Search hard enough amongst the gloom of what's happening in the pub and beer market right now, you'll find the odd shaft of light. cask ale is enjoying a renaissance, outperforming every other sector.
This is especially welcome since as yet Tesco et al haven't worked out how to give their shoppers the true "beer at home experience".
So cask ale is still a real reason to visit the pub. Cause to celebrate perhaps?
You'd think that the beardy weirdies of the Campaign for Real Ale (Camra) would be happy that their favourite brew is seemingly coming to the rescue of at least part of the British pub scene.
But no!
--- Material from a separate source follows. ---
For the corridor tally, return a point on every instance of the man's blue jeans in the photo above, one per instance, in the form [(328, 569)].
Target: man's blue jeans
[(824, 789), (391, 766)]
Apparently, according to the malcontents of Camra's sandal-clad, whisker-stroking stormtroopers a guest ale's not a guest ale unless it comes from some oddball brewery down a country lane and is served with bits in it under a name like Knackered Old Cripplecock.
At Marston's we have five proper breweries, six brand families, 88 beers brewed in total, 35 ales available permanently, 53 guest beers on throughout the course of the year.
You'd think that by any measures that was a pretty wide choice.
Bizarrely, though, some licensees seem to think that they should have an even wider choice, egged on of course by the itinerant Camra bunch that go promiscuously from pub to pub, looking for their next eclectic pint brewed in a cupboard with the dubious benefit of progressive beer duty. They're a gobby lot, the beardies.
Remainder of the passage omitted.